At one point Halley remarks that neutrinos are ‘nearly massless’. Now, when neutrinos were first discovered, it was thought that they had no mass at all, and so would move at the speed of light. More recently, it was suggested that they might have a very small mass, so that their speed would be slightly less than that of light. As everyone will be aware, experiment now indicates that they move just slightly faster than light, confounding all accepted theories. This raises the possibility that there might be some way of sending information considerably faster than light. If so, then no civilisation that had discovered it would attempt to communicate across interstellar distances by the comparatively slow method of radio, so SETI would be sure to fail, even if the whole cosmos were crammed with life. -- Gareth J. Medway

1 comment:

  1. Tyler Kokjohn14.2.12

    Is it fair to conclude SETI has failed? Not really, the effort is still underway. In addition, the surveillance undertaken to date cannot be considered to be comprehensive.

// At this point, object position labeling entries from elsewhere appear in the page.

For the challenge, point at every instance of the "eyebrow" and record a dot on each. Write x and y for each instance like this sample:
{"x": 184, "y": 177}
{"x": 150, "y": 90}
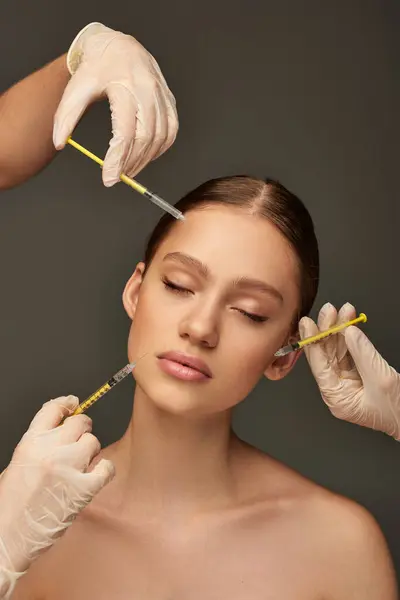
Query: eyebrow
{"x": 240, "y": 283}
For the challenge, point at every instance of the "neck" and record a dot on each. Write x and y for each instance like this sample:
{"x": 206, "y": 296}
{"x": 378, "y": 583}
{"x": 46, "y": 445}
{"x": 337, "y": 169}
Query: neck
{"x": 172, "y": 462}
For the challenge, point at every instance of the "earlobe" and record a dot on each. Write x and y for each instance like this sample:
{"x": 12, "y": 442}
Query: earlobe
{"x": 131, "y": 292}
{"x": 282, "y": 366}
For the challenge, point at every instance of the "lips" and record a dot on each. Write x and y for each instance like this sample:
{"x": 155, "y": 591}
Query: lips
{"x": 191, "y": 362}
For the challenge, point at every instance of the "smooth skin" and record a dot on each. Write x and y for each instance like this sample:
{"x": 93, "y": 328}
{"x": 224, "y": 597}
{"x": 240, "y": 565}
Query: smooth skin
{"x": 193, "y": 512}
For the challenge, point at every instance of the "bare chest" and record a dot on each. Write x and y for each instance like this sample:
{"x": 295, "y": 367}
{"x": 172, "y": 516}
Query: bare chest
{"x": 198, "y": 564}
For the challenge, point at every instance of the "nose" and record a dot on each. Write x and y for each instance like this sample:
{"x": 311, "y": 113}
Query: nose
{"x": 200, "y": 326}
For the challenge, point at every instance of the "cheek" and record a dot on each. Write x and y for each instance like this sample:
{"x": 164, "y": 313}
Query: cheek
{"x": 150, "y": 323}
{"x": 245, "y": 361}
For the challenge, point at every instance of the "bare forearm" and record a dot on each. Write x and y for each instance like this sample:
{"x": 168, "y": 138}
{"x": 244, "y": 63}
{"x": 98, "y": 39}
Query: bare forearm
{"x": 26, "y": 123}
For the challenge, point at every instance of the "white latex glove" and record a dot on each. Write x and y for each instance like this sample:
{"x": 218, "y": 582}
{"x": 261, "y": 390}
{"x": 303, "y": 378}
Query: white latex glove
{"x": 356, "y": 383}
{"x": 48, "y": 481}
{"x": 107, "y": 63}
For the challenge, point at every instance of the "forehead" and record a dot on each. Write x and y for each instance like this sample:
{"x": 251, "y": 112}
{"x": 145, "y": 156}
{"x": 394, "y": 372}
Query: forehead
{"x": 233, "y": 243}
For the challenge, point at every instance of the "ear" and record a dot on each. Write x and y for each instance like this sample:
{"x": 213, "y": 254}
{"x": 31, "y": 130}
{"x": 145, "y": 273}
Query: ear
{"x": 282, "y": 365}
{"x": 130, "y": 295}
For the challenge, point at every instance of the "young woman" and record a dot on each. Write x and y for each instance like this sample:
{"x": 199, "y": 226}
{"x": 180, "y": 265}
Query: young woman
{"x": 194, "y": 512}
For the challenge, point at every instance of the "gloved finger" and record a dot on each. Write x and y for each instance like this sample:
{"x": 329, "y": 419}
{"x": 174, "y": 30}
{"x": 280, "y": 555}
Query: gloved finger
{"x": 159, "y": 134}
{"x": 327, "y": 318}
{"x": 145, "y": 132}
{"x": 78, "y": 94}
{"x": 325, "y": 376}
{"x": 346, "y": 313}
{"x": 102, "y": 474}
{"x": 73, "y": 428}
{"x": 367, "y": 359}
{"x": 123, "y": 107}
{"x": 53, "y": 412}
{"x": 82, "y": 452}
{"x": 173, "y": 126}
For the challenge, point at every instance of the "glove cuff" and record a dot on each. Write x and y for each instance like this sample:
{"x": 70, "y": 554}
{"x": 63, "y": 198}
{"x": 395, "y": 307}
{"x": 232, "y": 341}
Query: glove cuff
{"x": 75, "y": 52}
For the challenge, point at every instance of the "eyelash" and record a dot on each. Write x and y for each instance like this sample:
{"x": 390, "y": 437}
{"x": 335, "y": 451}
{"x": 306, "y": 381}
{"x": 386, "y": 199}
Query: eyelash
{"x": 177, "y": 289}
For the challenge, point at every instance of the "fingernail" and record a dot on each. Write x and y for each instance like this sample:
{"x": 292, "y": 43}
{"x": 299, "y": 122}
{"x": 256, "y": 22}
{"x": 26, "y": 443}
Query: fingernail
{"x": 327, "y": 306}
{"x": 58, "y": 137}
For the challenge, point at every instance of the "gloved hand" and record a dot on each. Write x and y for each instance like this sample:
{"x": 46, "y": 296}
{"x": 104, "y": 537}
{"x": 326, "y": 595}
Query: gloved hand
{"x": 48, "y": 481}
{"x": 107, "y": 63}
{"x": 356, "y": 383}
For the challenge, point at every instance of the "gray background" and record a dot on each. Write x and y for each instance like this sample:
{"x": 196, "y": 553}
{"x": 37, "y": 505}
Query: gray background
{"x": 306, "y": 92}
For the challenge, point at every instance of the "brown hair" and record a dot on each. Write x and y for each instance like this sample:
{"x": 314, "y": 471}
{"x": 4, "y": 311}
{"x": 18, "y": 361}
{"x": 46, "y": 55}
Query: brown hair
{"x": 265, "y": 198}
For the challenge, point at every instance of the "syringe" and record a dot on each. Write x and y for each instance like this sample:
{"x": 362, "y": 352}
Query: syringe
{"x": 320, "y": 336}
{"x": 119, "y": 376}
{"x": 133, "y": 184}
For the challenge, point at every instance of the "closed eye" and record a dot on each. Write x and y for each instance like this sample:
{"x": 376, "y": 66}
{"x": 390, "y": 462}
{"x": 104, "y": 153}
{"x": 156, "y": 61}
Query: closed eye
{"x": 252, "y": 316}
{"x": 174, "y": 287}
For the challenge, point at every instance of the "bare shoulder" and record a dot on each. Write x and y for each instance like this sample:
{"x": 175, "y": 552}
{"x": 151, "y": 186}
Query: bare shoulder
{"x": 340, "y": 538}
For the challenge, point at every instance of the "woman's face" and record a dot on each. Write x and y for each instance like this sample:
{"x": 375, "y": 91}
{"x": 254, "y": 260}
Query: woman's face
{"x": 219, "y": 297}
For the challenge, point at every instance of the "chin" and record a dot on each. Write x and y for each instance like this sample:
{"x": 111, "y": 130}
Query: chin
{"x": 173, "y": 396}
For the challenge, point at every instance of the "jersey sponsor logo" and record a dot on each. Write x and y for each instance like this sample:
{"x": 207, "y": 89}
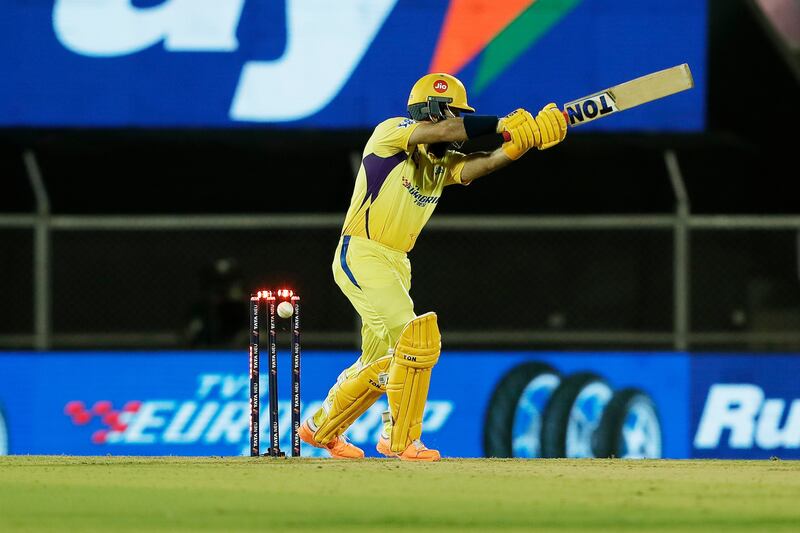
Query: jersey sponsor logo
{"x": 740, "y": 416}
{"x": 420, "y": 200}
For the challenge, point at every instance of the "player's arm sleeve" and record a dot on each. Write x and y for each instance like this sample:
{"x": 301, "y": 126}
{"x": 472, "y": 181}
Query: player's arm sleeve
{"x": 391, "y": 136}
{"x": 454, "y": 161}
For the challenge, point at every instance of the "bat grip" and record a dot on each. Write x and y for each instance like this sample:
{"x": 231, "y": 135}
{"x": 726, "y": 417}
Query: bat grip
{"x": 507, "y": 135}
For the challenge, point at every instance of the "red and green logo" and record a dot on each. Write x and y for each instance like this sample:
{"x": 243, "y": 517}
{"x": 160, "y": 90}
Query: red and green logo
{"x": 498, "y": 32}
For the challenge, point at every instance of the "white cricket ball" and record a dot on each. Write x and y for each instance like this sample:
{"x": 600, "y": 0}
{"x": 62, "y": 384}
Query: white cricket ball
{"x": 285, "y": 309}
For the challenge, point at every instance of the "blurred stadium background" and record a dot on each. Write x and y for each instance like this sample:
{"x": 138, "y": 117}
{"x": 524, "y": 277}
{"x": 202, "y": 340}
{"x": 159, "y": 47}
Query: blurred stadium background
{"x": 154, "y": 172}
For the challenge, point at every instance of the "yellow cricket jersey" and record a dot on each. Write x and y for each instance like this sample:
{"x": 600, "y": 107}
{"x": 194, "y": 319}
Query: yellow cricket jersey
{"x": 398, "y": 186}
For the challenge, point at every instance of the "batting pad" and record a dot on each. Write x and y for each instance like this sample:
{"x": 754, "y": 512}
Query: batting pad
{"x": 415, "y": 354}
{"x": 355, "y": 391}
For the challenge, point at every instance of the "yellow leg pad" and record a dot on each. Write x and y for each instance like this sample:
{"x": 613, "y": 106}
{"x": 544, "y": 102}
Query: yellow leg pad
{"x": 415, "y": 354}
{"x": 350, "y": 397}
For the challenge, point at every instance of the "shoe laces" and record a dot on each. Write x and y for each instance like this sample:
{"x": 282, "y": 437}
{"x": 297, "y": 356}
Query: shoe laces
{"x": 340, "y": 442}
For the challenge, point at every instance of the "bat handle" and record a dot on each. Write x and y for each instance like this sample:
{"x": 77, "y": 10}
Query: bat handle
{"x": 507, "y": 135}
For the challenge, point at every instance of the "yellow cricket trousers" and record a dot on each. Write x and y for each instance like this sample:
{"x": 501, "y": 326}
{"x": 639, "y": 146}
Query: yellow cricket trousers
{"x": 376, "y": 279}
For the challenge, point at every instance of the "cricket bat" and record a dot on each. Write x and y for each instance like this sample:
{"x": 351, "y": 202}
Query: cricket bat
{"x": 627, "y": 95}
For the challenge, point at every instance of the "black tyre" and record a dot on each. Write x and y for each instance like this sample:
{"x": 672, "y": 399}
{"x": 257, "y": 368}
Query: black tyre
{"x": 512, "y": 426}
{"x": 630, "y": 427}
{"x": 573, "y": 414}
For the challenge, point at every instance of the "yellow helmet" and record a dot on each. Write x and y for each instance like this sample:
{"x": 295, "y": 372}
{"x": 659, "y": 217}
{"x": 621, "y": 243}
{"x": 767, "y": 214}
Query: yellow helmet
{"x": 433, "y": 92}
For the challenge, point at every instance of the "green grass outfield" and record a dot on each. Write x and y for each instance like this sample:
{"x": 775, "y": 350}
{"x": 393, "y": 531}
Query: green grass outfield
{"x": 234, "y": 494}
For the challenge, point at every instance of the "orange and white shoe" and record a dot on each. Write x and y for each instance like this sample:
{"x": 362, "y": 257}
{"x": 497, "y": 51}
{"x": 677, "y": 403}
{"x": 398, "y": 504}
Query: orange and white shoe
{"x": 416, "y": 451}
{"x": 339, "y": 447}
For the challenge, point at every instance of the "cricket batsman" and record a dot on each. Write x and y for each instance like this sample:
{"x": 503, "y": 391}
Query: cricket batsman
{"x": 406, "y": 165}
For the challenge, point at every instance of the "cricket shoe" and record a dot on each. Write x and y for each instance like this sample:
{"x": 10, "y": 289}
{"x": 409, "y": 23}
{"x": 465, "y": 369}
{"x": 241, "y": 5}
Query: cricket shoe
{"x": 416, "y": 451}
{"x": 339, "y": 447}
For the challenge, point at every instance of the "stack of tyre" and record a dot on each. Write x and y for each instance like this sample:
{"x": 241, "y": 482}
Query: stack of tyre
{"x": 536, "y": 412}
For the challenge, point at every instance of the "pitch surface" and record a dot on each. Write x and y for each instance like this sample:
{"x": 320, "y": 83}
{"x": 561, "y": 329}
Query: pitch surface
{"x": 235, "y": 494}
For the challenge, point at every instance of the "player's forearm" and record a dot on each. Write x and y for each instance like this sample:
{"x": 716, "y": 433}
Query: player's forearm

    Is it reasonable to project that a civilization would beam a message toward us? Recent discoveries of planetary systems around other stars will make it feasible for SETI to conduct focused searches of the most promising systems. In principle, such increased knowledge of the neighborhood could support non-random communication outreach efforts. Maybe others have already noted the existence of planet Earth.

    Is SETI conducting the proper efforts? That is a tough one. The program has been adaptable and has incorporated new technologies. No doubt, if it survives into the future, it will change with the times. But in addition to fundamental questions over the anticipated nature of the signal one has to wonder if a focus on things like planets in the habitable zone has much relevance at all for advanced civilizations. There are so many unknowns it is hard to know where to begin, how to proceed and how to interpret the apparently negative results already in hand.

    The challenges facing SETI scientists are immense. Small wonder that obvious success has been elusive. To me, it is remarkable that they have been able to find scientists willing to dedicate their time and careers to the effort.

    Thank you for the review. I look forward to reading Dr. Halley's book.